WKAX
- Russellville, Alabama; United States;
- Frequency: 1500 kHz

Programming
- Format: Urban Gospel

Ownership
- Owner: Knox Media Group

History
- First air date: April 3, 1974

Technical information
- Licensing authority: FCC
- Facility ID: 57623
- Class: D
- Power: 1,000 watts (day only)
- Transmitter coordinates: 34°31′42″N 87°42′41″W﻿ / ﻿34.52833°N 87.71139°W

Links
- Public license information: Public file; LMS;

= WKAX =

WKAX (1500 AM) is a radio station licensed to serve Russellville, Alabama. The station is owned by Pilati Investments, Inc., and was operated under a local marketing agreement by Knox Media Group. It airs an urban gospel format from sunrise to sunset.

==History==
WKAX signed on as a new AM radio station with 1,000 watts of power, daytime only, at 1500 kHz on April 3, 1974. The station was put on the air under the ownership of the Russellville Broadcasting Co., Inc.

In December 1978, Russellville Broadcasting Co., Inc., reached an agreement to sell this station to Cumberland Foundation, Inc.

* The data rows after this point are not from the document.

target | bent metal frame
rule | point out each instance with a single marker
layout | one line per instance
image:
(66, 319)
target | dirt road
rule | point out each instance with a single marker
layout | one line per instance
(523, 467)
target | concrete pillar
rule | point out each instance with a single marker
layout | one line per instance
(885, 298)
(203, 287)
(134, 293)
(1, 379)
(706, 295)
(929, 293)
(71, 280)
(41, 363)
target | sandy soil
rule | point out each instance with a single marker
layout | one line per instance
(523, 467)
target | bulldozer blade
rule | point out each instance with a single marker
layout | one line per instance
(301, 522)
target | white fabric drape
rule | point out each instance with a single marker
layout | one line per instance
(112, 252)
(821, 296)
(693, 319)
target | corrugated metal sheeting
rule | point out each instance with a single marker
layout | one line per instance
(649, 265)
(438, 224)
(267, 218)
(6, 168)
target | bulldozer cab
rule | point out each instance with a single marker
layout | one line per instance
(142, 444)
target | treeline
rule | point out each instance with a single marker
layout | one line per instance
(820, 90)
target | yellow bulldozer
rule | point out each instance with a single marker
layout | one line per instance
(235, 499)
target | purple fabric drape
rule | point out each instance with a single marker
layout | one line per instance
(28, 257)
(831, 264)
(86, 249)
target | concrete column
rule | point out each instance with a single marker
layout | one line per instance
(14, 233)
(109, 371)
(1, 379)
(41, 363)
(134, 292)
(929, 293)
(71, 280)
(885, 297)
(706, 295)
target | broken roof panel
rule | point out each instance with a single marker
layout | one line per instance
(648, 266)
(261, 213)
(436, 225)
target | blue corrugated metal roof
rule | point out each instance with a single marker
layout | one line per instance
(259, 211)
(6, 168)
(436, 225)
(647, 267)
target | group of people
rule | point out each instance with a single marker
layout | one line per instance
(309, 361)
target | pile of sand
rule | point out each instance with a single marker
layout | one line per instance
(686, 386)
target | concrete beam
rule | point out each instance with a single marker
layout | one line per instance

The deal was eventually approved by the FCC on March 13, 1981.

In January 1988, Cumberland Foundation, Inc., made a deal to sell this station to William Perkins. The deal was approved by the FCC on February 29, 1988.

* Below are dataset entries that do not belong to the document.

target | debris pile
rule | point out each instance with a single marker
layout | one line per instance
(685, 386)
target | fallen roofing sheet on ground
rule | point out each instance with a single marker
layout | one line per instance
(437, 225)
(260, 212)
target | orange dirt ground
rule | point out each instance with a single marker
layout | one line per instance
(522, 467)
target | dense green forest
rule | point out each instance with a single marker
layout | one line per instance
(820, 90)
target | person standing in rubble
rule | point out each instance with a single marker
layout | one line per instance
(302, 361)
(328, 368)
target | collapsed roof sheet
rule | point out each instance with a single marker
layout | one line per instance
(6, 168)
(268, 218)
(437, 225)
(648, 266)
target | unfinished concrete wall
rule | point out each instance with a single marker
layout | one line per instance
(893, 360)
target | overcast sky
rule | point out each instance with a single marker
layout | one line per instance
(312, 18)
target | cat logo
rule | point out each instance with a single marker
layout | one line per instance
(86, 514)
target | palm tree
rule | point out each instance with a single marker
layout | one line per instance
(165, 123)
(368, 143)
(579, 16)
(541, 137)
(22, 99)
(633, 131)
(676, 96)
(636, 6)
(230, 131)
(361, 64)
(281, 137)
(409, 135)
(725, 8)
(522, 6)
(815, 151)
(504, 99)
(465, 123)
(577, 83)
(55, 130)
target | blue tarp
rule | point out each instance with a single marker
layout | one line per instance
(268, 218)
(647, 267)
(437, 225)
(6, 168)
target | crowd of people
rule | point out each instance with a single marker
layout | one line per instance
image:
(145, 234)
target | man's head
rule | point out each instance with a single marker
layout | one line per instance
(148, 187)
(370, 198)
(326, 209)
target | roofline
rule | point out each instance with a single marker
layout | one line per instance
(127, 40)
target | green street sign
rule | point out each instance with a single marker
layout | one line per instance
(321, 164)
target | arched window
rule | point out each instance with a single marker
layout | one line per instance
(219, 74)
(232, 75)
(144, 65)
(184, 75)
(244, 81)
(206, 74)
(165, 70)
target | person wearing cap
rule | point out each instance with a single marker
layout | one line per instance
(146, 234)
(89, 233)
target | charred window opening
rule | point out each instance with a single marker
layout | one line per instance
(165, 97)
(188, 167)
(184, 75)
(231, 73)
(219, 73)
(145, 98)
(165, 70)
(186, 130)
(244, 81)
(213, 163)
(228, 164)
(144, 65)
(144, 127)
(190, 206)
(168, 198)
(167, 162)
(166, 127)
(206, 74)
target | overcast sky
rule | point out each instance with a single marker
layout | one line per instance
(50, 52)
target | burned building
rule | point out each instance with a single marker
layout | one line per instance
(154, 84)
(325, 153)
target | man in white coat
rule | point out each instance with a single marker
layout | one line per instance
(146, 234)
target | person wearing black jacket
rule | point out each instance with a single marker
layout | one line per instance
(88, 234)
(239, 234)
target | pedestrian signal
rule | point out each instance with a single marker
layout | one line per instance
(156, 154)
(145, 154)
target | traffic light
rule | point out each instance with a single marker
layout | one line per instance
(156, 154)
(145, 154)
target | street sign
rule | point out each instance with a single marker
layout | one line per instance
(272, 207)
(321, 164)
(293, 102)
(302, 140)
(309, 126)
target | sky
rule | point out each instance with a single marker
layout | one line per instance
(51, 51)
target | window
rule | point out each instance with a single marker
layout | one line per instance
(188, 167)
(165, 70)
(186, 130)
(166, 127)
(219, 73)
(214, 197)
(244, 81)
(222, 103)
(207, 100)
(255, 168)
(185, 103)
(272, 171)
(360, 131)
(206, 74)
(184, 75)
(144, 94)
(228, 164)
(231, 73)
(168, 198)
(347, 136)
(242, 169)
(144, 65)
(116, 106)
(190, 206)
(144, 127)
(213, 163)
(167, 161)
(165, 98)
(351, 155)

In September 1990, William Perkins reached an agreement to sell this station to Ronnie E. Underwood. The deal was approved by the FCC on October 24, 1990, and the transaction was consummated on November 10, 1990. In January 1991, Ronnie E. Underwood transferred the license for this station to a partnership co-owned by Ronnie E. Underwood and his wife Wanda P. Underwood. The shift was approved by the FCC on January 16, 1991, and the transaction was consummated on February 1, 1991.

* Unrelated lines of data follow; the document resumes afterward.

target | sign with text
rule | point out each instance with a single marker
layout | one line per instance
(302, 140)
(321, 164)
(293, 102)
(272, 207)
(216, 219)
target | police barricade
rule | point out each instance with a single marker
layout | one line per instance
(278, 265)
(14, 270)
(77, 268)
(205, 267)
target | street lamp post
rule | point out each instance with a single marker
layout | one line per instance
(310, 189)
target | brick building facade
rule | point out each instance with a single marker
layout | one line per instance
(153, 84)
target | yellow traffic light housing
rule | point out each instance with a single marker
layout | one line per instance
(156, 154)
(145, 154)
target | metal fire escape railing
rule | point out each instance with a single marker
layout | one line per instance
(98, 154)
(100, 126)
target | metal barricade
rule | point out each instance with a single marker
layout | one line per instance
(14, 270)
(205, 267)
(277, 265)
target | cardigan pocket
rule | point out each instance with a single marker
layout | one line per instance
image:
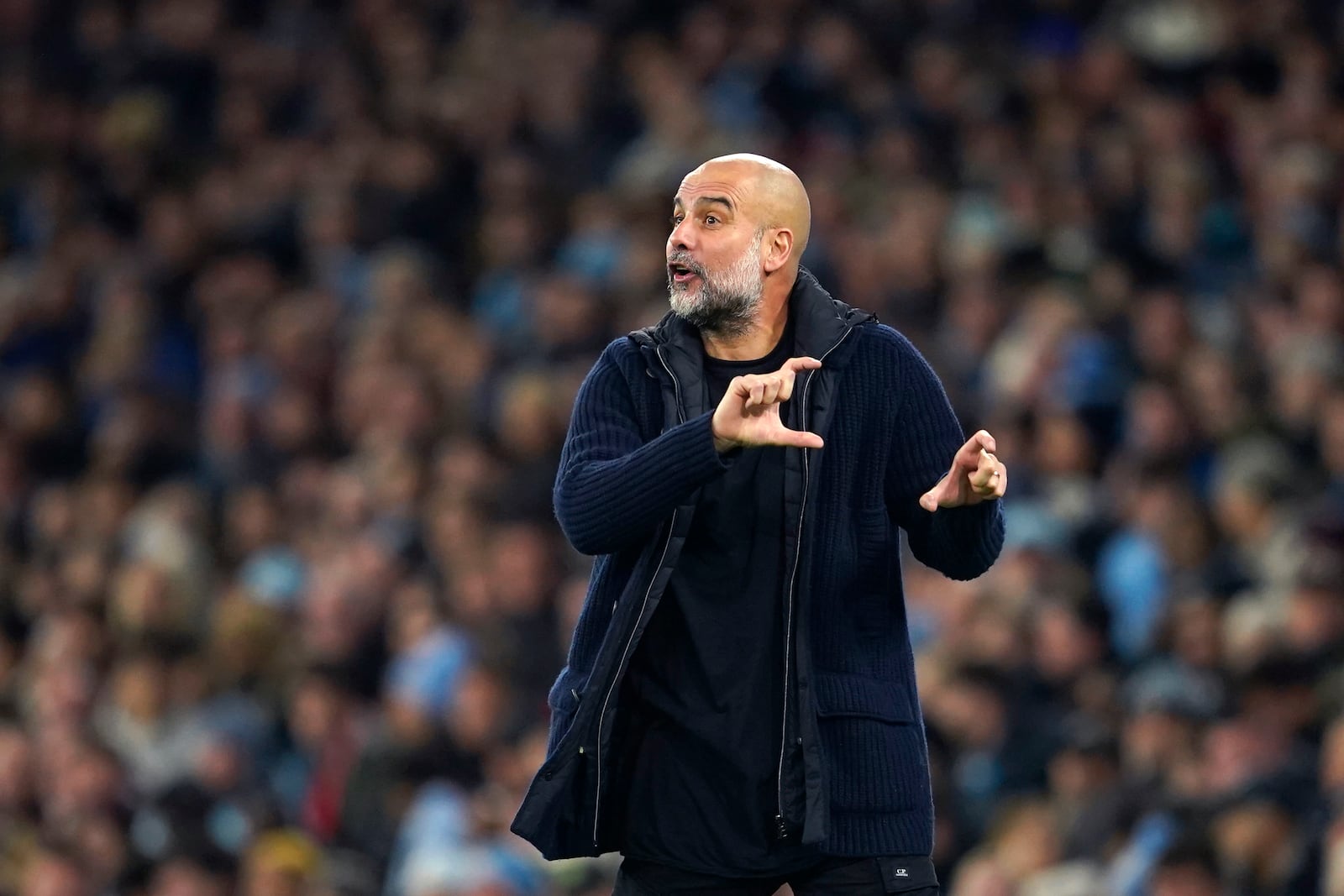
(850, 694)
(877, 759)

In November 1999, Ronnie E. and Wanda Underwood (spouses) agreed to sell this station to Jamar Communications Inc. (Marshall R. Moore, president) for a reported sale price of $65,000. The deal was approved by the FCC on December 13, 1999, and the transaction was consummated on January 18, 2000.

In December 2005, Jamar Communications Inc. contracted to sell this station to Pilati Investments Inc. for a cash and debt combined sale price of $55,000. The deal was approved by the FCC on June 1, 2006, and the transaction was consummated on July 6, 2006.